2.1 Data sources and associated accuracy
Raster data expressing DL distribution, vector data representing county boundaries and county population data are used in this analysis. The use of remotely sensed imagery offers great potential to delineate DL consumption at large scales. In this study, NLCD 2001 produced by the Multi-Resolution Land Characteristics Consortium , is used to extract developed land (DL) area, at a nominal pixel scale of 30m × 30m with a 5 pixel minimum mapping unit, for each county. Developed land is characterized by a high percentage (more than 30%) of constructed materials. The overall accuracy for the NLCD 2001 in the conterminous US for Anderson Level I thematic classification based on the mode definition of agreement is 85.3% . National accuracy results have been assessed on 10 geographic regions with user’s and producer’s accuracy for DL class (Level I, NLCD 2001 Class 20, mode definition) ranging from 57.0–92.9% and 43.0–87.0%, respectively (S1 Table, S1 Fig.). Since our method aggregates DL pixels at the county level our expected errors can be expressed as the difference between commission and omission errors, which strongly relate to user’s and producer’s accuracy. “S1 Table” indicates a consistent overestimation of DL throughout the 10 geographic regions, with the exception of region 4, where DL is underestimated. Visual inspection of “S1 Fig.” does not suggest a significant geographic bias for region 4.
Population and SE data were obtained from the National Historical Geographic Information System (NHGIS) referring to the year 2000 at the county level . A detailed report regarding the accuracy of the census data can be found in  and . We calculated White, and Black/African American population percentages per county. Race comes from census at a 100% count. As far as educational attainment we created a variable named Higher Education.
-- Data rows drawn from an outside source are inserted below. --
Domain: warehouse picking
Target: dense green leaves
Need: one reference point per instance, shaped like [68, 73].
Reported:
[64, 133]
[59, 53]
It is the percentage of people having high school diploma and higher and was calculated by the aggregation of all categories including 'High School Graduate', 'Some college, No degree', 'Associate Degree', 'Bachelor's Degree', Master's Degree', 'Professional School Degree', and ‘Doctorate Degree’. We also included poverty status in 1999 as the percentage of households being below the poverty level and we name this variable Poverty. Poverty is calculated as the ratio of households below poverty level to total households of a county. Per Capita Income was retrieved directly from census bureau databases without any other modification. Education level, income and poverty are based on responses from a sample population. As a result, estimates may vary from the actual values but there is a statistical significance at the 90% confidence level.
We use counties as our spatial units to encapsulate the vague distinction of where a city ends and another begins, a condition already observed in many parts of the world . Counties are analyzed separately through assignment to the MSA or the NMSA group (S2 Fig.). A MSA is defined as an area with at least one urbanized center with a population of at least 50,000 people and comprises one or more central counties containing the core and the adjacent outlying counties that have high degree of social and economic interactions . All the remaining counties (including Micropolitan Statistical Areas) are classified in this study as NMSA. Following the example of other works [9, 43] we study separately MSA (n = 842) from NMSA (m = 2,267) counties. Geographic data of counties, MSA and NMSA areas refer to the 2003 cartographic boundaries created by US Census Bureau .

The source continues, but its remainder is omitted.